Endoscopic Retrograde Cholangiopancreatography (ERCP)
Application Scenario: Mainly used to treat common bile duct stones, especially impacted stones or large stones that are difficult to remove with traditional stone baskets.
Operation Method: Send the liquid electrolithotomy electrode into the bile duct through the working channel of the duodenoscope, discharge at the stone under direct vision, and the stone can be directly removed through the stone basket after crushing.
Advantages: No need to rely on the choledochoscope, integrated lithotripsy and stone removal, high efficiency.
Percutaneous Transhepatic Choledochoscopy Lithotripsy (PTCS)

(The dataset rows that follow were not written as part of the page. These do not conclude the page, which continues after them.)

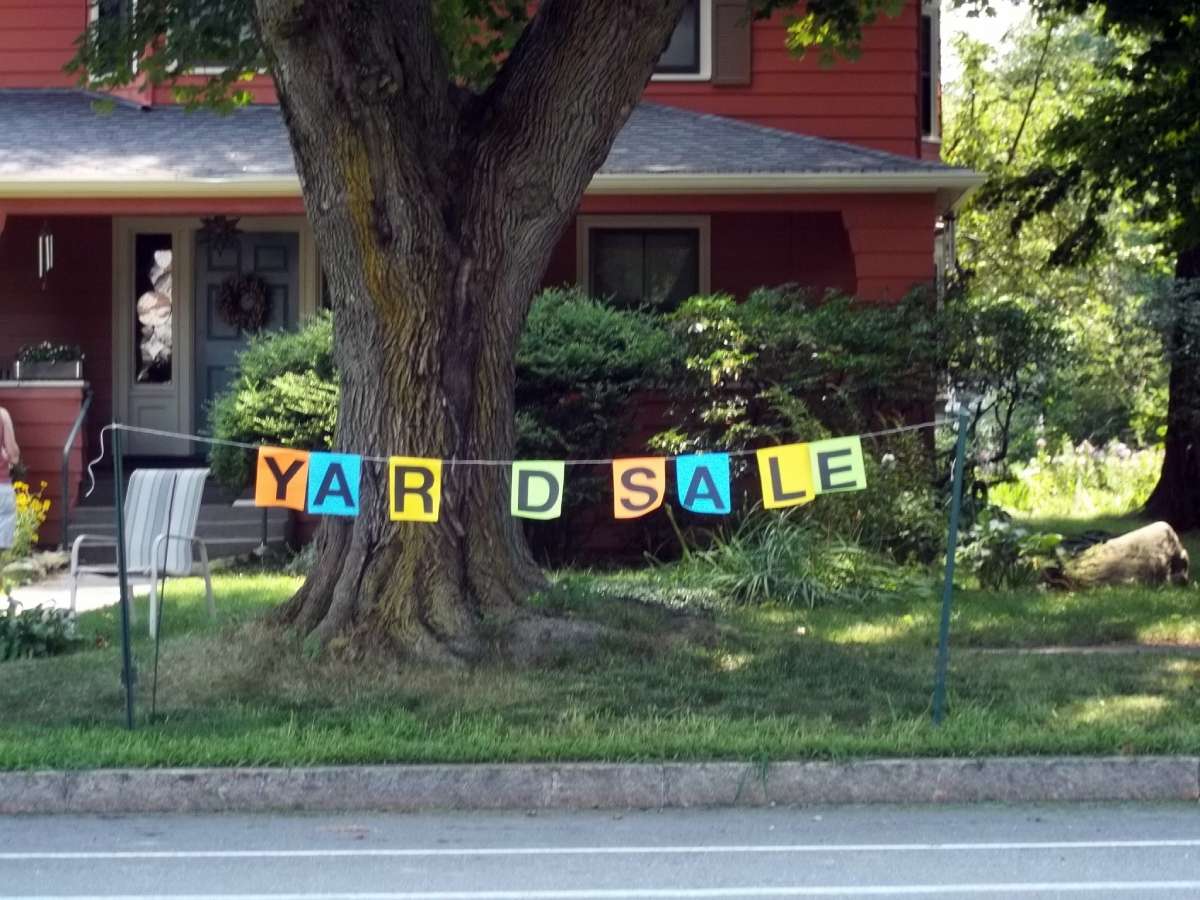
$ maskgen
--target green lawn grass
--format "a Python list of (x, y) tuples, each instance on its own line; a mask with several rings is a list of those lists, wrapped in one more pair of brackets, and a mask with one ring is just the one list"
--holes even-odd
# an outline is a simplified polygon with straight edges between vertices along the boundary
[[(138, 729), (122, 727), (112, 610), (80, 617), (87, 648), (0, 665), (0, 767), (355, 762), (797, 759), (1178, 753), (1200, 748), (1200, 658), (981, 648), (1200, 643), (1192, 589), (962, 590), (950, 709), (929, 721), (938, 580), (827, 609), (730, 607), (678, 569), (571, 572), (538, 603), (614, 636), (533, 669), (458, 671), (313, 658), (257, 620), (298, 580), (167, 588), (158, 719), (153, 644), (136, 631)], [(141, 601), (144, 607), (144, 600)]]

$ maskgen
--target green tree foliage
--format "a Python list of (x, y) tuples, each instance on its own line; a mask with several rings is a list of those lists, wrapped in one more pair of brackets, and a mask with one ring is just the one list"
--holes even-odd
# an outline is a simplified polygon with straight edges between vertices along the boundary
[[(1122, 208), (1161, 229), (1175, 274), (1200, 278), (1200, 7), (1196, 0), (1041, 0), (1047, 13), (1093, 13), (1114, 52), (1104, 77), (1047, 130), (1038, 165), (998, 191), (1018, 206), (1020, 228), (1076, 206), (1075, 227), (1049, 261), (1095, 258)], [(1124, 220), (1125, 217), (1122, 217)], [(1163, 474), (1150, 514), (1178, 529), (1200, 525), (1200, 341), (1191, 323), (1200, 291), (1170, 293), (1163, 317), (1169, 398)]]
[[(974, 313), (978, 339), (951, 343), (959, 353), (992, 355), (990, 368), (1011, 363), (1006, 381), (1017, 390), (992, 394), (1000, 402), (984, 423), (997, 456), (1009, 434), (1014, 455), (1028, 457), (1039, 434), (1055, 444), (1064, 436), (1144, 443), (1164, 421), (1166, 368), (1147, 315), (1168, 273), (1163, 229), (1114, 198), (1087, 263), (1050, 265), (1073, 235), (1088, 230), (1095, 208), (1071, 195), (1029, 215), (1012, 190), (1032, 171), (1063, 165), (1054, 129), (1097, 92), (1113, 89), (1112, 67), (1129, 48), (1095, 14), (1027, 23), (1000, 57), (957, 38), (963, 74), (945, 94), (945, 154), (991, 180), (960, 212), (963, 279), (950, 301)], [(972, 318), (958, 320), (970, 326)], [(1040, 336), (1042, 352), (1022, 351), (1028, 334), (1021, 320)]]

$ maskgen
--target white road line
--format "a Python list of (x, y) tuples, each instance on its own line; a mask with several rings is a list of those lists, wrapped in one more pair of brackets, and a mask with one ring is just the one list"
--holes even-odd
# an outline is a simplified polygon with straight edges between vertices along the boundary
[(613, 888), (561, 891), (393, 891), (321, 894), (37, 894), (9, 900), (700, 900), (706, 897), (913, 897), (972, 894), (1112, 894), (1197, 891), (1200, 881), (1041, 881), (998, 884), (820, 885), (811, 887)]
[(29, 850), (0, 852), (0, 862), (126, 859), (329, 859), (354, 857), (702, 856), (756, 853), (970, 853), (1035, 850), (1147, 850), (1200, 847), (1200, 838), (1144, 841), (999, 841), (929, 844), (703, 844), (663, 847), (354, 847), (309, 850)]

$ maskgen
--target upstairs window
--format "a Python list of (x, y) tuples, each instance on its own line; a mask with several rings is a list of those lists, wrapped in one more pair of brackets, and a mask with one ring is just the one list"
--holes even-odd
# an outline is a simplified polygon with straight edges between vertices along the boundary
[(703, 81), (712, 68), (712, 0), (688, 0), (679, 24), (658, 58), (660, 81)]
[(941, 3), (922, 0), (920, 36), (921, 135), (936, 139), (940, 134), (938, 95), (941, 73)]
[(134, 0), (93, 0), (89, 7), (95, 28), (96, 48), (103, 51), (108, 42), (121, 36), (122, 29), (133, 15)]
[(123, 22), (129, 18), (133, 0), (96, 0), (92, 4), (92, 20)]

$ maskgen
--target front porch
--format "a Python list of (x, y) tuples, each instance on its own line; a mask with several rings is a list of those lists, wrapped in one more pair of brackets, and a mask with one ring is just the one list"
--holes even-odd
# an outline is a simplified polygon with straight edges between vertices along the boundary
[[(14, 214), (0, 221), (0, 405), (13, 415), (32, 489), (44, 483), (52, 504), (43, 544), (63, 542), (64, 507), (82, 507), (71, 517), (72, 534), (111, 530), (111, 445), (97, 492), (80, 495), (106, 423), (207, 430), (207, 404), (247, 339), (217, 308), (226, 279), (262, 279), (268, 328), (294, 327), (319, 304), (311, 232), (300, 216), (244, 217), (239, 233), (221, 245), (200, 216)], [(54, 264), (39, 273), (46, 235)], [(78, 346), (83, 379), (16, 380), (20, 349), (43, 341)], [(205, 453), (201, 445), (155, 435), (128, 435), (125, 443), (135, 465), (197, 464)], [(215, 486), (210, 493), (202, 536), (231, 552), (257, 547), (261, 516), (233, 508), (236, 498)], [(285, 524), (270, 523), (270, 542), (283, 539)]]

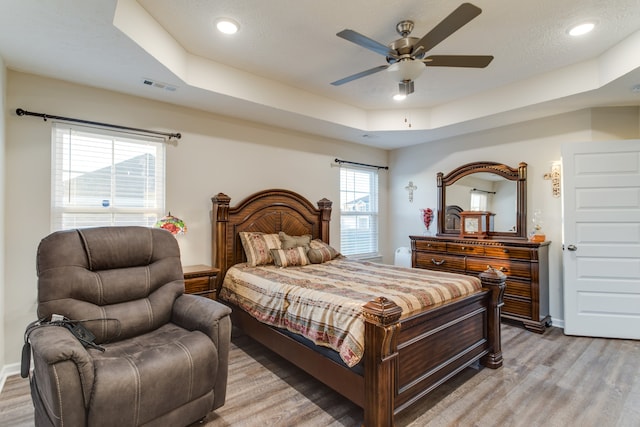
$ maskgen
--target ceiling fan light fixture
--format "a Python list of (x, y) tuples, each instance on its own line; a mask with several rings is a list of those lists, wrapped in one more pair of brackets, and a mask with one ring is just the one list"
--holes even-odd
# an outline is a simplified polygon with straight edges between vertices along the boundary
[(393, 95), (393, 100), (394, 101), (404, 101), (405, 99), (407, 99), (407, 95), (405, 95), (404, 93), (396, 93), (395, 95)]
[(408, 59), (404, 61), (394, 62), (389, 65), (387, 71), (391, 78), (395, 81), (401, 83), (406, 81), (413, 81), (420, 77), (422, 72), (424, 71), (425, 66), (422, 61), (416, 61), (413, 59)]
[(590, 33), (596, 24), (593, 22), (583, 22), (582, 24), (574, 25), (569, 29), (569, 35), (578, 37)]
[(216, 28), (223, 34), (235, 34), (240, 29), (240, 24), (230, 18), (219, 18), (216, 20)]

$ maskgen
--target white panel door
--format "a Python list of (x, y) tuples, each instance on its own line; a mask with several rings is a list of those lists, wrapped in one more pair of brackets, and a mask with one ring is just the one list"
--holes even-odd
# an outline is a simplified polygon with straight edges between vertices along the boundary
[(562, 146), (565, 334), (640, 339), (640, 141)]

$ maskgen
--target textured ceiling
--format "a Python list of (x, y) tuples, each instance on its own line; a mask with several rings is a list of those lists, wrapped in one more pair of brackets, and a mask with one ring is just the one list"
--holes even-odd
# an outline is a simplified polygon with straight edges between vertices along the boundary
[[(640, 105), (640, 0), (477, 0), (483, 12), (429, 54), (493, 55), (485, 69), (428, 67), (403, 103), (383, 56), (336, 37), (382, 44), (395, 25), (422, 37), (451, 0), (0, 0), (8, 67), (395, 148), (590, 106)], [(241, 25), (214, 30), (219, 17)], [(584, 20), (596, 29), (571, 38)], [(145, 87), (143, 79), (175, 91)], [(407, 119), (407, 121), (405, 121)], [(411, 123), (411, 128), (407, 122)], [(366, 136), (364, 136), (366, 135)]]

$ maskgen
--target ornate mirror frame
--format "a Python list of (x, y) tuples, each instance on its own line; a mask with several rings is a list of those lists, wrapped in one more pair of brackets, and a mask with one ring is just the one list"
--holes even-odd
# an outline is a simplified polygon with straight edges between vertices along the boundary
[(459, 230), (447, 229), (445, 227), (447, 186), (459, 179), (478, 172), (493, 173), (509, 181), (516, 181), (516, 230), (514, 232), (490, 231), (487, 233), (491, 238), (527, 238), (527, 164), (521, 162), (517, 168), (511, 168), (502, 163), (495, 162), (474, 162), (462, 165), (444, 175), (438, 172), (438, 236), (459, 235)]

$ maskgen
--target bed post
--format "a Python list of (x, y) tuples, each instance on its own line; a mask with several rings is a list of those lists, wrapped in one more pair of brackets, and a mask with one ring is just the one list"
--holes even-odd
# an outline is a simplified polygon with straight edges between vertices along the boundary
[(229, 222), (229, 203), (231, 197), (224, 193), (218, 193), (211, 198), (213, 209), (211, 210), (211, 263), (213, 267), (220, 269), (216, 288), (220, 292), (222, 278), (227, 272), (227, 224)]
[(331, 221), (331, 205), (333, 202), (329, 199), (321, 199), (318, 201), (320, 209), (320, 239), (329, 243), (329, 221)]
[(365, 320), (364, 426), (391, 427), (395, 409), (396, 359), (402, 309), (385, 297), (363, 306)]
[(487, 339), (490, 352), (480, 359), (487, 368), (497, 369), (502, 366), (502, 335), (500, 326), (500, 312), (504, 302), (504, 288), (507, 276), (495, 268), (489, 266), (480, 273), (482, 286), (491, 290), (490, 303), (487, 311)]

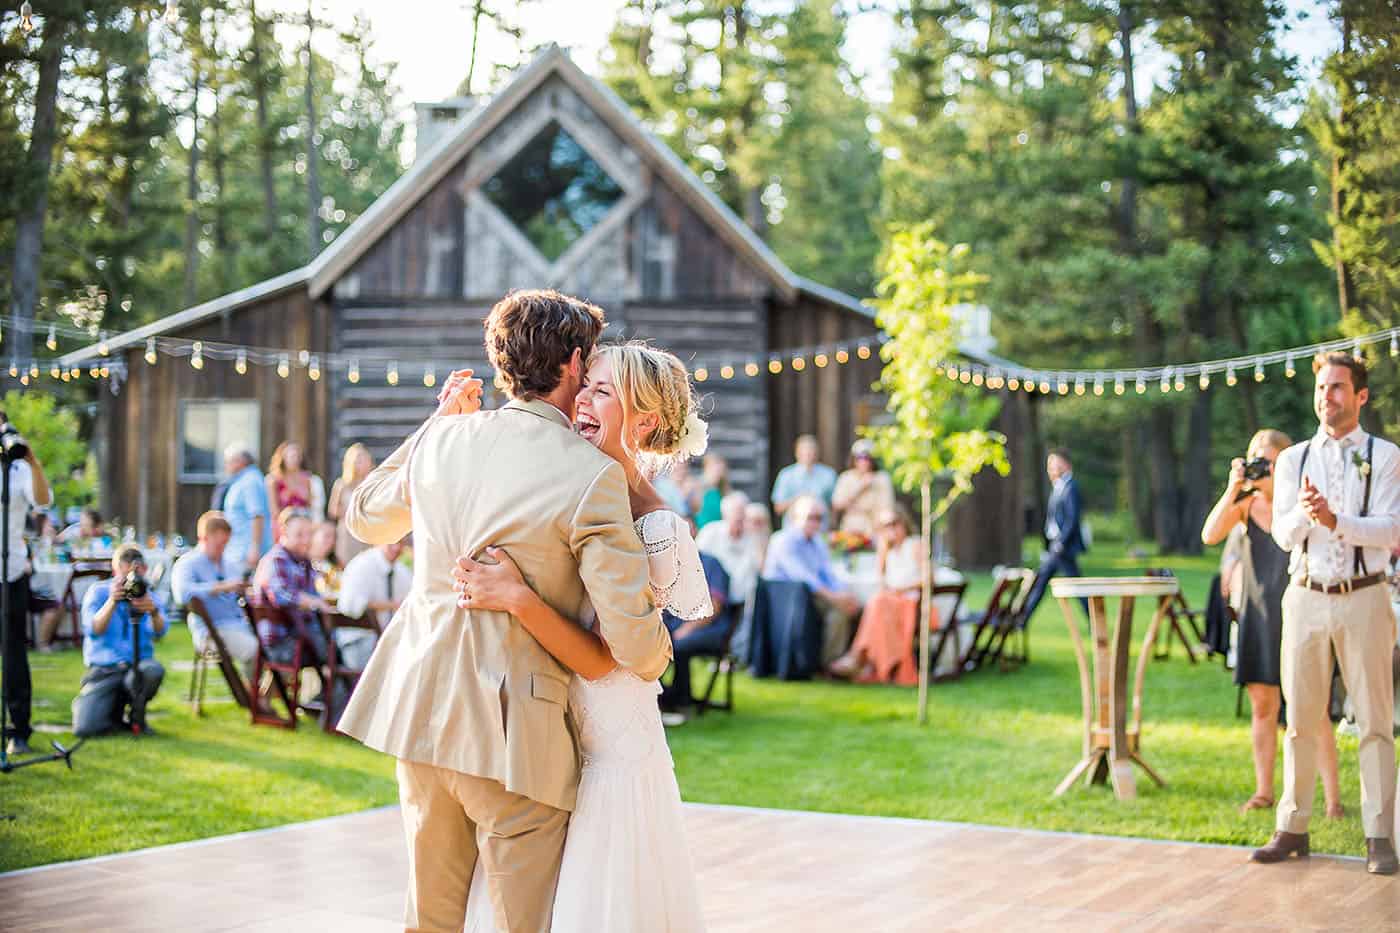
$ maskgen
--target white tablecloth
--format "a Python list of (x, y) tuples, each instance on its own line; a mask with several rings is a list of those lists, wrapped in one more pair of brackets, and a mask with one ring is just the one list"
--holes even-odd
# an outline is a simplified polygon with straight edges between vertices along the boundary
[[(153, 548), (143, 548), (142, 553), (146, 555), (146, 572), (151, 576), (160, 574), (160, 582), (156, 585), (156, 592), (163, 599), (170, 593), (170, 567), (174, 563), (177, 555), (169, 551), (158, 551)], [(35, 561), (34, 576), (30, 579), (30, 585), (38, 590), (43, 590), (54, 599), (62, 599), (63, 594), (68, 589), (68, 581), (73, 578), (73, 569), (78, 566), (94, 566), (97, 564), (111, 565), (111, 556), (86, 557), (74, 563), (61, 564), (50, 561)], [(73, 595), (77, 597), (78, 605), (83, 602), (83, 595), (98, 580), (97, 577), (87, 577), (79, 580), (73, 586)]]

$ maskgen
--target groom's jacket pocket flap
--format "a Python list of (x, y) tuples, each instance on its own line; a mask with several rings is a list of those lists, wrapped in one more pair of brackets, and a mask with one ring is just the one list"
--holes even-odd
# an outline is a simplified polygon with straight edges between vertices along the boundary
[(530, 675), (530, 696), (558, 706), (569, 705), (569, 685), (545, 674)]

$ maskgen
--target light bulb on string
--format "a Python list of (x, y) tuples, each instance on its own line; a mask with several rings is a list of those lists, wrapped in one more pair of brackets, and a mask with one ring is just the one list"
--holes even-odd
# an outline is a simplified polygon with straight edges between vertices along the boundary
[(101, 376), (103, 379), (106, 379), (108, 376), (112, 375), (112, 371), (111, 371), (110, 369), (108, 369), (106, 366), (103, 366), (101, 369), (99, 369), (99, 370), (97, 371), (97, 374), (98, 374), (99, 376)]
[(1021, 388), (1021, 380), (1012, 376), (1010, 379), (1006, 380), (1006, 387), (1012, 392), (1015, 392), (1017, 389)]
[(146, 365), (156, 365), (156, 338), (146, 338)]
[(64, 382), (72, 382), (73, 374), (65, 369), (63, 372), (59, 373), (59, 378), (62, 379)]
[(423, 370), (423, 385), (429, 389), (437, 385), (437, 373), (433, 371), (431, 366)]
[(1285, 378), (1288, 378), (1288, 379), (1292, 379), (1294, 376), (1298, 375), (1298, 370), (1295, 369), (1295, 368), (1293, 367), (1293, 354), (1292, 354), (1292, 353), (1288, 354), (1287, 359), (1284, 360), (1284, 363), (1283, 363), (1283, 375), (1284, 375)]
[(818, 353), (812, 357), (812, 362), (816, 364), (817, 369), (826, 369), (826, 364), (831, 362), (831, 358), (825, 353)]
[(1239, 377), (1235, 375), (1235, 364), (1231, 363), (1229, 366), (1225, 367), (1225, 384), (1233, 387), (1238, 384), (1239, 381)]
[(1172, 374), (1170, 370), (1162, 370), (1162, 381), (1158, 388), (1162, 390), (1163, 395), (1166, 395), (1172, 390)]
[(1210, 373), (1204, 369), (1201, 370), (1200, 386), (1202, 392), (1210, 388)]
[(107, 332), (103, 331), (97, 338), (97, 353), (99, 356), (106, 356), (112, 352), (112, 348), (107, 344)]
[(351, 384), (351, 385), (355, 385), (356, 383), (358, 383), (358, 382), (360, 381), (360, 361), (359, 361), (359, 360), (351, 360), (351, 361), (350, 361), (350, 369), (345, 373), (345, 378), (348, 379), (348, 380), (350, 380), (350, 384)]
[(1068, 382), (1065, 382), (1064, 376), (1058, 376), (1058, 377), (1056, 377), (1056, 379), (1055, 379), (1055, 391), (1058, 392), (1058, 393), (1060, 393), (1061, 395), (1068, 395), (1068, 394), (1069, 394), (1069, 383), (1068, 383)]
[(311, 365), (311, 351), (310, 351), (310, 350), (298, 350), (298, 351), (297, 351), (297, 365), (298, 365), (298, 366), (310, 366), (310, 365)]
[(1041, 394), (1041, 395), (1049, 395), (1049, 394), (1050, 394), (1050, 380), (1049, 380), (1049, 379), (1041, 379), (1041, 380), (1040, 380), (1040, 386), (1039, 386), (1039, 388), (1040, 388), (1040, 394)]
[(58, 361), (54, 360), (53, 365), (49, 367), (49, 376), (54, 379), (58, 379), (62, 375), (63, 374), (59, 371), (58, 368)]
[(804, 369), (806, 369), (806, 368), (807, 368), (807, 361), (806, 361), (805, 359), (803, 359), (803, 358), (800, 357), (800, 356), (794, 356), (794, 357), (792, 358), (792, 371), (793, 371), (793, 372), (795, 372), (795, 373), (800, 373), (800, 372), (802, 372), (802, 370), (804, 370)]
[(1360, 341), (1360, 339), (1357, 339), (1357, 340), (1353, 340), (1353, 341), (1352, 341), (1352, 343), (1351, 343), (1351, 355), (1352, 355), (1353, 357), (1355, 357), (1356, 359), (1358, 359), (1358, 360), (1361, 359), (1361, 341)]
[(19, 31), (26, 37), (34, 31), (34, 7), (30, 5), (29, 0), (24, 0), (19, 5)]
[(49, 325), (49, 336), (48, 339), (44, 341), (44, 346), (48, 347), (49, 350), (58, 349), (58, 333), (54, 330), (52, 324)]
[(948, 378), (954, 382), (958, 381), (958, 367), (953, 363), (948, 364)]
[(981, 388), (981, 387), (982, 387), (982, 384), (985, 383), (986, 381), (987, 381), (987, 377), (984, 376), (984, 375), (982, 375), (982, 371), (981, 371), (980, 369), (979, 369), (979, 370), (975, 370), (975, 371), (972, 373), (972, 384), (975, 385), (975, 386), (977, 386), (978, 388)]
[(1025, 390), (1025, 392), (1026, 392), (1027, 395), (1032, 394), (1033, 392), (1035, 392), (1035, 380), (1034, 380), (1034, 379), (1026, 379), (1026, 380), (1024, 380), (1024, 381), (1021, 383), (1021, 388)]
[(710, 371), (705, 367), (701, 366), (699, 369), (695, 370), (696, 382), (704, 382), (708, 378), (710, 378)]
[(397, 361), (390, 362), (389, 366), (384, 370), (384, 381), (391, 386), (399, 384), (399, 364)]
[[(37, 376), (38, 373), (35, 373), (35, 375)], [(102, 367), (94, 363), (92, 365), (92, 368), (88, 370), (88, 375), (96, 379), (98, 376), (102, 375)]]
[(180, 25), (180, 4), (176, 0), (165, 0), (165, 25), (171, 29)]
[(768, 371), (769, 371), (770, 373), (772, 373), (773, 375), (775, 375), (775, 376), (778, 375), (778, 373), (780, 373), (780, 372), (783, 371), (783, 361), (782, 361), (782, 360), (769, 360), (769, 361), (768, 361)]
[(24, 373), (19, 377), (19, 384), (22, 386), (29, 385), (29, 373)]
[(1083, 395), (1083, 394), (1084, 394), (1084, 377), (1083, 377), (1083, 376), (1076, 376), (1076, 377), (1075, 377), (1075, 380), (1074, 380), (1074, 394), (1075, 394), (1075, 395)]
[(238, 375), (240, 375), (240, 376), (247, 374), (247, 372), (248, 372), (248, 351), (247, 351), (247, 350), (239, 350), (239, 351), (238, 351), (238, 356), (237, 356), (237, 358), (235, 358), (234, 361), (233, 361), (233, 369), (234, 369), (234, 371), (237, 372)]
[(719, 377), (720, 377), (721, 379), (733, 379), (733, 378), (734, 378), (734, 367), (728, 365), (727, 363), (726, 363), (724, 366), (721, 366), (721, 367), (719, 368)]
[(968, 384), (969, 382), (971, 382), (971, 381), (972, 381), (972, 370), (970, 370), (970, 369), (963, 369), (961, 372), (958, 373), (958, 382), (961, 382), (963, 385), (967, 385), (967, 384)]
[(292, 361), (287, 359), (287, 354), (283, 353), (277, 358), (277, 375), (286, 379), (292, 374)]
[(1138, 373), (1136, 388), (1138, 395), (1144, 395), (1147, 392), (1147, 379), (1143, 377), (1142, 373)]
[(1264, 361), (1263, 361), (1263, 360), (1256, 360), (1255, 363), (1254, 363), (1254, 381), (1255, 381), (1255, 382), (1263, 382), (1263, 381), (1264, 381)]
[(844, 366), (844, 365), (846, 365), (847, 363), (849, 363), (850, 361), (851, 361), (851, 354), (850, 354), (850, 351), (847, 350), (845, 347), (842, 347), (841, 349), (839, 349), (839, 350), (836, 351), (836, 362), (838, 362), (838, 363), (840, 363), (842, 366)]
[(11, 361), (11, 363), (10, 363), (10, 378), (13, 379), (13, 378), (15, 378), (15, 377), (18, 376), (18, 375), (19, 375), (19, 367), (16, 366), (16, 365), (14, 364), (13, 361)]
[(860, 357), (863, 360), (870, 359), (870, 345), (863, 343), (860, 346), (856, 347), (856, 356)]
[(1123, 385), (1123, 374), (1119, 373), (1113, 377), (1113, 394), (1122, 395), (1126, 391), (1128, 391), (1128, 389)]
[(1390, 332), (1390, 355), (1392, 357), (1400, 356), (1400, 334), (1395, 331)]
[(1095, 394), (1095, 395), (1103, 395), (1103, 375), (1102, 375), (1102, 374), (1097, 375), (1097, 376), (1094, 377), (1094, 394)]
[(1186, 377), (1181, 374), (1180, 370), (1177, 370), (1176, 379), (1172, 381), (1172, 388), (1178, 392), (1186, 391)]
[(755, 362), (753, 362), (753, 361), (749, 361), (749, 362), (745, 363), (745, 364), (744, 364), (744, 375), (745, 375), (745, 376), (748, 376), (750, 379), (752, 379), (754, 376), (757, 376), (757, 375), (758, 375), (758, 364), (755, 363)]
[(190, 366), (195, 369), (204, 368), (204, 343), (196, 340), (194, 342), (194, 352), (190, 354)]
[(312, 382), (317, 382), (321, 378), (321, 358), (313, 356), (311, 362), (307, 364), (306, 376)]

Application Scenario: Applicable to difficult-to-remove stones in the intrahepatic bile duct, especially residual stones after surgery or cases that cannot be treated through the T-tube sinus.
Operation Method: After percutaneous puncture to establish a channel, insert the choledochoscope to the stone site, and directly crush the stone through the liquid electrolithotomy electrode, and then flush or remove the fragments.
Note: The discharge power needs to be controlled to avoid shock wave damage to the bile duct wall.
Ureteroscopic Lithotripsy (URS)
Application Scenario: Treatment of ureteral stones, especially middle and lower segment stones or when the holmium laser lithotripsy equipment is limited.
Operation Method: Introduce the liquid electrolithotomy probe through a rigid or flexible ureteroscope, and the electrode is close to the surface of the stone for discharge and crushing. When operating the soft endoscope, pay attention to the problem of reduced flushing fluid flow.
Historical Development: It was first reported in 1985 for ureteral stones, and there are fewer postoperative complications.
Percutaneous Nephrolithotomy (PCNL)
Application Scenario: Treatment of larger kidney stones (such as staghorn stones) or hard stones that are difficult to crush with ultrasonic lithotripsy.
Operation Method: After percutaneous establishment of a nephroscopic channel, use a liquid electrolithotomy electrode to crush the stones in the renal pelvis or calyx. Rapid flushing fluid flow is required to prevent the electrode from overheating.
Note: The electrode needs to be kept 5-10mm away from the nephroscope objective to avoid damaging the lens.
Electrohydraulic Lithotripsy for Bladder Stones
Application Scenarios: Treatment of large bladder stones, especially for patients who cannot tolerate open surgery.
Historical Background: First used for bladder stones in 1955, and then gradually extended to other cavities.
Technical Points: It needs to be operated in a liquid medium, usually using saline as the medium.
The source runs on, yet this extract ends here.